Department of Zoology, Michigan State University, East Lansing, Michigan, United States of America.
PLoS Genet. 2011 Nov;7(11):e1002373. doi: 10.1371/journal.pgen.1002373. Epub 2011 Nov 10.
Phenotypic plasticity, the ability for a single genotype to generate different phenotypes in response to environmental conditions, is biologically ubiquitous, and yet almost nothing is known of the developmental mechanisms that regulate the extent of a plastic response. In particular, it is unclear why some traits or individuals are highly sensitive to an environmental variable while other traits or individuals are less so.

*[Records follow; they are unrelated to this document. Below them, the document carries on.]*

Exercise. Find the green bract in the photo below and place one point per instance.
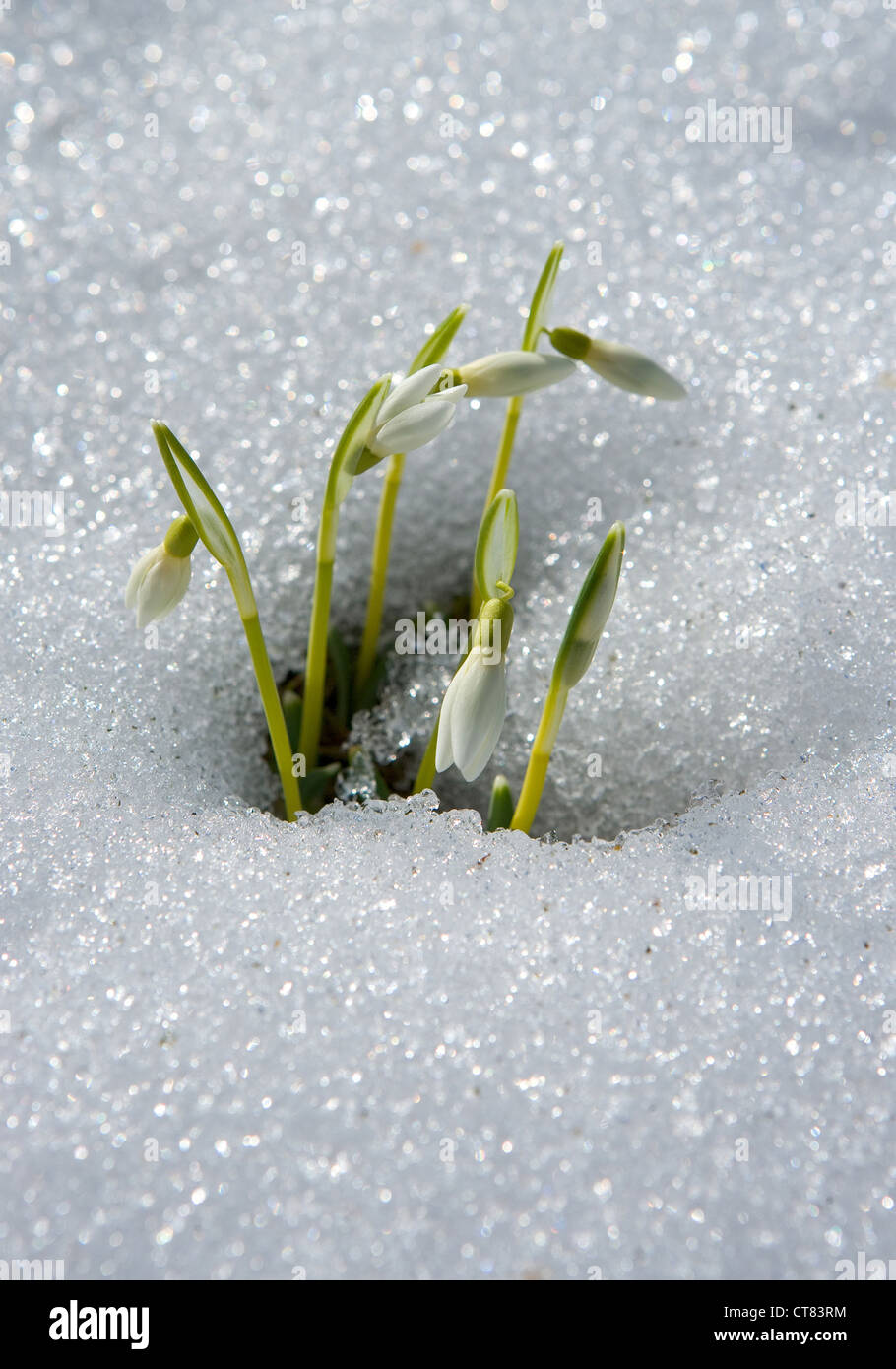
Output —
(206, 513)
(497, 545)
(591, 611)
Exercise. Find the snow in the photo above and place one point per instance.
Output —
(382, 1043)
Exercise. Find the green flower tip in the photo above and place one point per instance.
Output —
(181, 537)
(618, 363)
(591, 610)
(497, 547)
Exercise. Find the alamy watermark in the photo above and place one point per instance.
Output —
(33, 508)
(32, 1271)
(747, 123)
(743, 892)
(445, 637)
(864, 506)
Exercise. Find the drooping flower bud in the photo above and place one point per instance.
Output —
(618, 363)
(161, 576)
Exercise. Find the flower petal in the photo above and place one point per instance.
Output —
(414, 427)
(631, 369)
(513, 372)
(411, 390)
(139, 575)
(474, 711)
(163, 589)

Here we elucidate the developmental mechanisms that regulate the expression of a particularly important form of phenotypic plasticity: the effect of developmental nutrition on organ size. In all animals, developmental nutrition is signaled to growing organs via the insulin-signaling pathway. Drosophila organs differ in their size response to developmental nutrition and this reflects differences in organ-specific insulin-sensitivity. We show that this variation in insulin-sensitivity is regulated at the level of the forkhead transcription factor FOXO, a negative growth regulator that is activated when nutrition and insulin signaling are low. Individual organs appear to attenuate growth suppression in response to low nutrition through an organ-specific reduction in FOXO expression, thereby reducing their nutritional plasticity. We show that FOXO expression is necessary to maintain organ-specific differences in nutritional-plasticity and insulin-sensitivity, while organ-autonomous changes in FOXO expression are sufficient to autonomously alter an organ's nutritional-plasticity and insulin-sensitivity. These data identify a gene (FOXO) that modulates a plastic response through variation in its expression. FOXO is recognized as a key player in the response of size, immunity, and longevity to changes in developmental nutrition, stress, and oxygen levels. FOXO may therefore act as a more general regulator of plasticity. These data indicate that the extent of phenotypic plasticity may be modified by changes in the expression of genes involved in signaling environmental information to developmental processes.
表型可塑性是指单一基因型在应对环境条件时产生不同表型的能力,它在生物学中普遍存在,但对于调节可塑性反应程度的发育机制却几乎一无所知。特别是,为什么有些特征或个体对环境变量高度敏感,而有些特征或个体则不那么敏感,这一点还不清楚。在这里,我们阐明了调节表型可塑性一种特别重要形式表达的发育机制:发育营养对器官大小的影响。在所有动物中,发育营养都是通过胰岛素信号通路向生长器官发出信号的。果蝇器官在对发育营养的大小反应上存在差异,这反映了器官特异性胰岛素敏感性的差异。我们表明,这种胰岛素敏感性的变化是在叉头转录因子 FOXO 水平上调节的,FOXO 是一种负生长调节剂,当营养和胰岛素信号较低时,它会被激活。个体器官似乎通过器官特异性降低 FOXO 表达来减弱对低营养的生长抑制作用,从而降低其营养可塑性。我们表明,FOXO 表达对于维持器官特异性营养可塑性和胰岛素敏感性差异是必要的,而 FOXO 表达的器官自主性变化足以自主改变器官的营养可塑性和胰岛素敏感性。这些数据确定了一个基因(FOXO),它通过其表达的变化来调节可塑性反应。FOXO 被认为是大小、免疫和寿命对发育营养、应激和氧气水平变化的反应中的关键参与者。FOXO 因此可能作为可塑性的更一般调节剂。这些数据表明,参与将环境信息信号传递给发育过程的基因表达的变化可能会改变表型可塑性的程度。